You can prevent some classes of JS running such as inline JS so only trusted JS is executed. If you design your site to expect to pull from a specific CDN all the time, disabling inline JS (third party or otherwise) would prevent any attacker-controlled JS (say from XSS) from executing on the login page while letting you use any “safe” or trusted js.
If you perform SHA sum checking on resources with resource integrity from third party sites, you can be sure you won’t load a backdoor or otherwise-modified version after deployment.
If you are loading third party JS from a trusted source, but not performing resource integrity checks over plaintext HTTP, you obviously still can’t trust the final JS delivered.
Using third-party JS on a login page isn’t inherently dangerous. Having no control or ability to know when that JS changes is the dangerous part.

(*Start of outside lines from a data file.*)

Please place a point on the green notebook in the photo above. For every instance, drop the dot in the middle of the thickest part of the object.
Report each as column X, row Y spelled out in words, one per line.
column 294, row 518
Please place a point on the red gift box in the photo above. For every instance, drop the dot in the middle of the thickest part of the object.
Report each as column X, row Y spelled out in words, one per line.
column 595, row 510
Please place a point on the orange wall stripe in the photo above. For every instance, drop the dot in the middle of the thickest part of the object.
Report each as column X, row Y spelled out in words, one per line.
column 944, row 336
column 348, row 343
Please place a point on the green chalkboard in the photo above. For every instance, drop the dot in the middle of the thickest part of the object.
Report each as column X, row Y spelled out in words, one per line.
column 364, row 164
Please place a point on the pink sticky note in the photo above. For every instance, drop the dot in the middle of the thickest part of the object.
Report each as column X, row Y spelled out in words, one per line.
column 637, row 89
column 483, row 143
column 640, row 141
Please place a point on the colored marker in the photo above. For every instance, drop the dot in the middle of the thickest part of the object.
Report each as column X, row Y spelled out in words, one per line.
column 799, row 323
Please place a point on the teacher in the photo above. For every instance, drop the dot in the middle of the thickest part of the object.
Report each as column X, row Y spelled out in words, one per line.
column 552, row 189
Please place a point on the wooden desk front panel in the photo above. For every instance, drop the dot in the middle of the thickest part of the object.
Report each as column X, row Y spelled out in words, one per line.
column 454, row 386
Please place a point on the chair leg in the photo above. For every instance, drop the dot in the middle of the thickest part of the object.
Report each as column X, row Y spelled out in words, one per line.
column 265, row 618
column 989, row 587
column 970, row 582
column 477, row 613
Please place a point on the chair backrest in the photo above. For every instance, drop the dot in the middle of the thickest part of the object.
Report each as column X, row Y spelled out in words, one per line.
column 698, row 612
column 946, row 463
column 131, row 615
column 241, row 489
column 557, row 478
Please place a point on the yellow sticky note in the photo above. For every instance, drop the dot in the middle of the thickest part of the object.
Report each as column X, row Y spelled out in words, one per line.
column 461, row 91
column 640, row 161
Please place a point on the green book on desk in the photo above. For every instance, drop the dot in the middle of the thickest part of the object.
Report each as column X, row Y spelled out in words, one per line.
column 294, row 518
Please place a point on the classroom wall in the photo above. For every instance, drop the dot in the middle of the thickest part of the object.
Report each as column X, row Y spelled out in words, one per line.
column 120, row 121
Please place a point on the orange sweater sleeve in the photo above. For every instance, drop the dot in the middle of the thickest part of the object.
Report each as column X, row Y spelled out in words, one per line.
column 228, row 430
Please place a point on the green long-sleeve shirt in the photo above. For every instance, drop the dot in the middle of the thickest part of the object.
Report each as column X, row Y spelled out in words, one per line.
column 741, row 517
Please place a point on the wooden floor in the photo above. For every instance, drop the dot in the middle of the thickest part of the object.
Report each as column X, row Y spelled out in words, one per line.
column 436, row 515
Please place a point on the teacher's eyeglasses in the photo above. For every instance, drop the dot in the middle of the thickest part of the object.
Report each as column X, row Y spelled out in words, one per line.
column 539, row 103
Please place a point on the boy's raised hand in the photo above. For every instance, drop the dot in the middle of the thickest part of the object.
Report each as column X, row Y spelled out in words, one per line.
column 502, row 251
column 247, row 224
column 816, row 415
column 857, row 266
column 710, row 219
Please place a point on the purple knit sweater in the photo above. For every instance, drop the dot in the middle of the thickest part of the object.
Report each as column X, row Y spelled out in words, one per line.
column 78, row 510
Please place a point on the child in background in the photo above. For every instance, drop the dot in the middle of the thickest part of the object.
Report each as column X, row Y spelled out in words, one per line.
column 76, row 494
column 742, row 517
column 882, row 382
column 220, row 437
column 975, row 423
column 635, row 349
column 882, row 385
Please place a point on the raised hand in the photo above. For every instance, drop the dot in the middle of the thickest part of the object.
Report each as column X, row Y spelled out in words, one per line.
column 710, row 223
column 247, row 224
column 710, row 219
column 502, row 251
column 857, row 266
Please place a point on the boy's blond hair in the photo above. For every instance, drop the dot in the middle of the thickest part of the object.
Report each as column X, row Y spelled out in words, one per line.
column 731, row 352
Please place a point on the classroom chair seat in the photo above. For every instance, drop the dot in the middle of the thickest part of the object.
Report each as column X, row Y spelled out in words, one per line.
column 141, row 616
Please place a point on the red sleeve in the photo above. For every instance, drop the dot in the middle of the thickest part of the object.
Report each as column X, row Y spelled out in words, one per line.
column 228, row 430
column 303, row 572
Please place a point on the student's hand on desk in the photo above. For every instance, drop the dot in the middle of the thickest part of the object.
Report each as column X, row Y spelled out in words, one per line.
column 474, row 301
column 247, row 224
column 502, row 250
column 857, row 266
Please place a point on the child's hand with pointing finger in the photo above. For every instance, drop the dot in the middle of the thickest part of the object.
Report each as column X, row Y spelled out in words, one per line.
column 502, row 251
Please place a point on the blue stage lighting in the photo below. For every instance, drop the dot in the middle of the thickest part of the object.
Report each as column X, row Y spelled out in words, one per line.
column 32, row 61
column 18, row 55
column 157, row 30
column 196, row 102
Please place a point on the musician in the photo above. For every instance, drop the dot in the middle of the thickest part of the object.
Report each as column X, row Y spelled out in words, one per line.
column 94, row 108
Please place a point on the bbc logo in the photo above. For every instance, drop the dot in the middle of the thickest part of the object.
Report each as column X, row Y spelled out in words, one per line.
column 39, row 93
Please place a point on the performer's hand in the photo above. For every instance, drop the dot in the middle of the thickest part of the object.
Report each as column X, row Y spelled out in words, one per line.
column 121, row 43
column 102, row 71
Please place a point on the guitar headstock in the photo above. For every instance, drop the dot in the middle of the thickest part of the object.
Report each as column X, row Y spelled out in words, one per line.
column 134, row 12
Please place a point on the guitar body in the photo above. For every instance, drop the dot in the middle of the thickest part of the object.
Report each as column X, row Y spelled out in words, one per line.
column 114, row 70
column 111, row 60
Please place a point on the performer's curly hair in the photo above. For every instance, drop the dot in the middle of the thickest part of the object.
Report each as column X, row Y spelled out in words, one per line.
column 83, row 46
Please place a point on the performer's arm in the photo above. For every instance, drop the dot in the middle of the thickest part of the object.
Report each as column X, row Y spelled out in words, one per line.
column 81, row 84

> On Oct 31, 2022, at 4:16 AM, Georgi Guninski <gguninski@...il.com> wrote:
>
> In short, is third party javascript on a login page considered dangerous?
>
> The JS has full access to the DOM of the page and can steal
> the username and password, which might be reused on other services,
> making it yet another cross site cookie, lol.
>
> In general, the JS persists after login, potentially giving
> access to sensitive information.
>
> I believe static analysis can't catch all JS, since one script
> may load another script.
>
> Also, the JS might be dynamic, depending on the user.
>
> Experience suggests the main 3rd party JS comes from google
> and google do [k]no[w] evil [1]
>
> Examples:
> bugzilla.mozilla.org loads from googleanalytics
> *.stackexchange.com loads from google and cloudfare.